No primeiro dia de seu julgamento, imagens de CCTV de Olivier foram exibidas no tribunal junto com uma entrevista em vídeo dele fugindo do endereço com a polícia.

No dia seguinte, o imigrante iraniano declarou-se culpado de duas acusações de agressão sexual, que foram aceites pelo Crown Prosecution Service, por Olivia e pela polícia.

Banafsha seguiu a adolescente à distância enquanto ela voltava para casa depois de uma noitada com sua mãe e amigos

Banafsha seguiu a adolescente à distância enquanto ela voltava para casa depois de uma noitada com sua mãe e amigos

Ele a abraçou com força antes de arrastá-la para uma propriedade em Gloucestershire e agredi-la sexualmente.

Ele a abraçou com força antes de arrastá-la para uma propriedade em Gloucestershire e agredi-la sexualmente.

Até hoje Olivia ‘não entende’ por que Violet continuou a agredi-la quando ela gritou para ele parar.

Como medida de mitigação, o advogado de defesa de Banafsha disse que ele mudou de ideias e se declarou culpado.

Ele também disse que era uma pena que a vítima não tivesse alertado a mulher com quem conversou no bar quando ela pediu que usassem o banheiro.

O Juiz de Honra Julian Lambert descreveu o incidente como “uma provação absolutamente horrível”.

‘(O) impacto da vítima é mais profundo. Muitas vezes as pessoas não conseguem deixar algo assim para trás.

“Avaliando o crime, noto um elemento de predador em você. Descobri isso pela maneira como você correu pela rua e pela sua persistência com sua presa.

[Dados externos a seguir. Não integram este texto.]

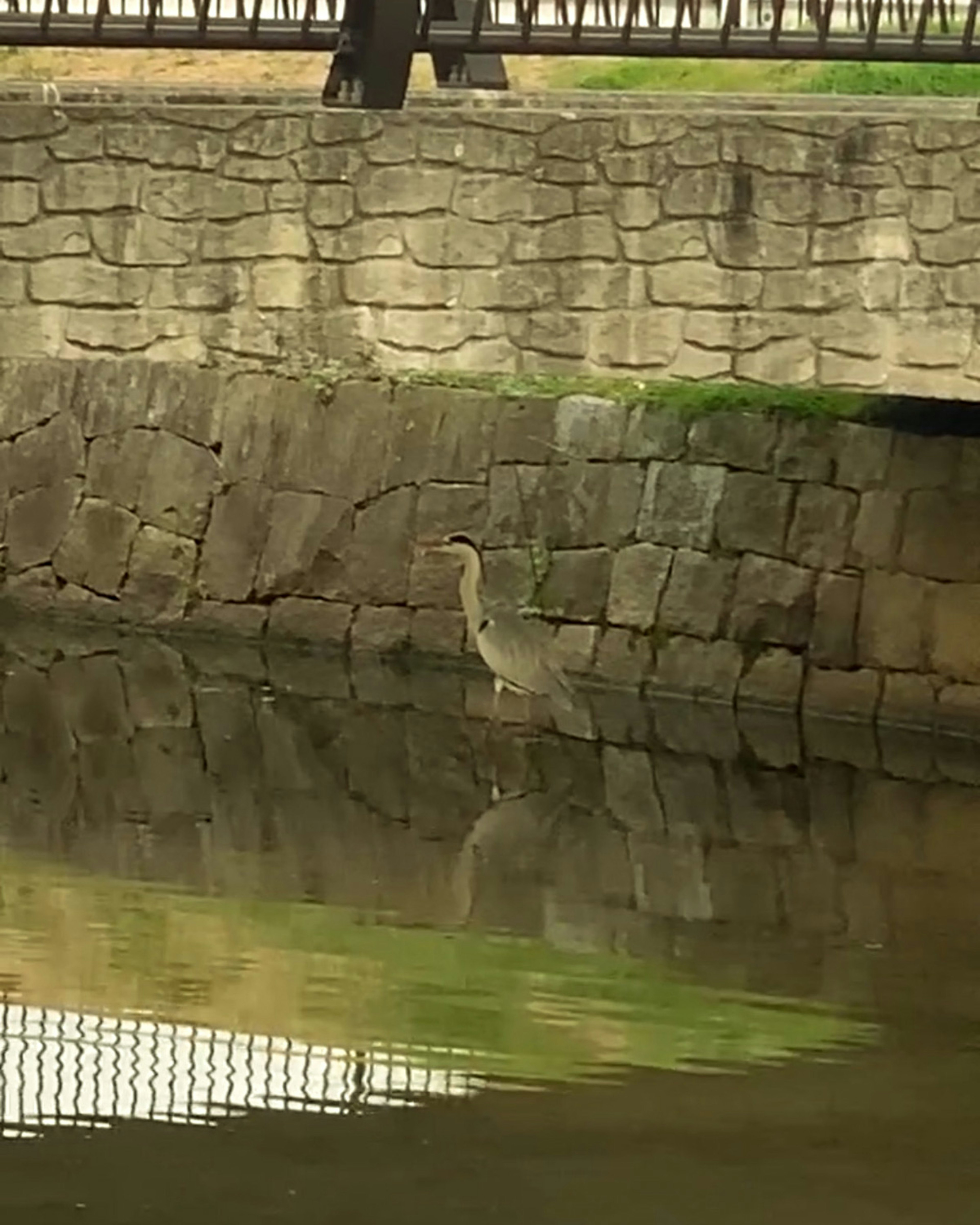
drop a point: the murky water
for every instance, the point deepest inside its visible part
(285, 941)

O juiz Lambert condenou Banafsha a 27 meses de prisão por ambas as acusações serem executadas simultaneamente numa instituição para jovens delinquentes.

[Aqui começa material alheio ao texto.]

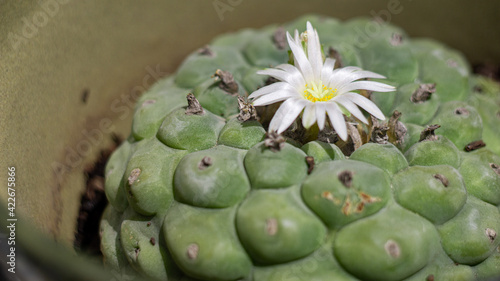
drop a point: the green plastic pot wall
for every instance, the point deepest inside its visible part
(70, 71)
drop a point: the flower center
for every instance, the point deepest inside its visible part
(315, 93)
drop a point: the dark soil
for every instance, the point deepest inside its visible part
(92, 204)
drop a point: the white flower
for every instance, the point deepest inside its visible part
(314, 87)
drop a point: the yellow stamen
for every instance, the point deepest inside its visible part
(322, 93)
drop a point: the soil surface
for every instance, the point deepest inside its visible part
(92, 204)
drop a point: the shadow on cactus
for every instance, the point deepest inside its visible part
(278, 155)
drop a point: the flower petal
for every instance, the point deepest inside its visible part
(301, 61)
(270, 88)
(346, 78)
(352, 108)
(296, 74)
(366, 85)
(277, 96)
(293, 77)
(286, 114)
(327, 69)
(314, 51)
(309, 115)
(337, 120)
(365, 103)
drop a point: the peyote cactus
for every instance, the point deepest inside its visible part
(206, 188)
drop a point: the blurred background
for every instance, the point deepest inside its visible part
(70, 71)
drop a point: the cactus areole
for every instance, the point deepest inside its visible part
(233, 171)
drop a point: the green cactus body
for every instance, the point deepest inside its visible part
(200, 193)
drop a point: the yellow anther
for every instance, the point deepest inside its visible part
(321, 93)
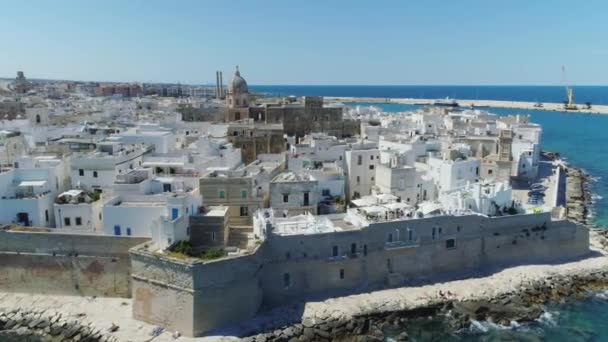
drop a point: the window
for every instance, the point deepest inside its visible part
(286, 280)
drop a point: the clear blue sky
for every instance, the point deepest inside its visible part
(308, 42)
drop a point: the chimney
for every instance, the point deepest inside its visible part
(217, 85)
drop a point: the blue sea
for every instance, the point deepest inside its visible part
(581, 139)
(556, 94)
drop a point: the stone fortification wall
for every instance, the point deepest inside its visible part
(286, 269)
(193, 297)
(66, 263)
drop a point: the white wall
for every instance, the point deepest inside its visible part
(362, 177)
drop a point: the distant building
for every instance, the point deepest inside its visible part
(126, 90)
(298, 119)
(21, 84)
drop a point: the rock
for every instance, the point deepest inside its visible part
(308, 323)
(308, 333)
(322, 333)
(402, 337)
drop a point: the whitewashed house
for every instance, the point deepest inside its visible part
(27, 192)
(145, 206)
(78, 211)
(98, 169)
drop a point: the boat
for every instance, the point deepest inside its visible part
(447, 102)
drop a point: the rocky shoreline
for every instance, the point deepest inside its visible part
(42, 325)
(578, 195)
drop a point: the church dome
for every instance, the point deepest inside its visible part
(238, 84)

Banafsha também será incluída no registo de criminosos sexuais durante 10 anos e deverá comunicar a sua morada à polícia durante este período.

Olivia, que desde então permaneceu corajosamente anônima para tentar inspirar outras mulheres que foram abusadas a contar suas histórias, diz que ainda não entende por que Banafsha continua a segui-la para fora da propriedade.

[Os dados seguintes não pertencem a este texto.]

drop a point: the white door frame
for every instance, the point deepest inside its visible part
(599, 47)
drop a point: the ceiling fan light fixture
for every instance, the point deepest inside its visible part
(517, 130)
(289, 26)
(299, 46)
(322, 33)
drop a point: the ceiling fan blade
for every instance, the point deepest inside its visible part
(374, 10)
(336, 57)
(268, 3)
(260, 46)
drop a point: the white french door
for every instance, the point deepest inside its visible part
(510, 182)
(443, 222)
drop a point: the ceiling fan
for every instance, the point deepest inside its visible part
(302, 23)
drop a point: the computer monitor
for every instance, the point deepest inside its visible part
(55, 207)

“Ele ainda me seguia como se o que estava fazendo não tivesse sido feito”, explicou ela.

‘Não entendo como não foi suficiente eu gritar e dizer para ele parar.’

O Serviço de Liberdade Condicional acredita que os requerentes de asilo representam um elevado risco de danos ao público, especialmente às mulheres.

Agora Olivia espera que sua história inspire outras pessoas a compartilharem suas próprias experiências.

“Se eu não tivesse todas essas pessoas ao meu redor me dizendo para denunciar, eu não teria feito isso”, disse ela.

“É muito valioso para mim divulgar isso e realmente agir.

‘Muitas mulheres não fazem isso e acho importante que mais mulheres comecem a fazer isso se estiverem passando por isso.’

Olivia consegue chutar Violet com todas as forças e escapar. Ela espera que sua história inspire outras pessoas a compartilhar suas próprias experiências

Olivia consegue chutar Violet com todas as forças e escapar. Ela espera que sua história inspire outras pessoas a compartilhar suas próprias experiências

A oficial investigadora, detetive Helen Good, disse: “A vítima foi muito corajosa durante todo este processo e agradeço a ela por trabalhar conosco.

‘Todos deveriam poder viver suas vidas diárias sem serem alvo de criminosos que desejam cometer crimes para sua própria satisfação sexual.’

Um porta-voz do Ministério do Interior disse: “Qualquer cidadão estrangeiro condenado por um crime é imediatamente encaminhado ao Ministério do Interior para deportação.

«De acordo com a Lei das Fronteiras do Reino Unido de 2007, uma ordem de deportação deve ser emitida quando um cidadão estrangeiro tiver sido condenado por um delito e sentenciado a 12 meses ou mais de prisão.»

Para denunciar um estupro ou outro crime sexual, você pode ligar ou denunciar o 999 em caso de emergência On-line ou ligando para o 101.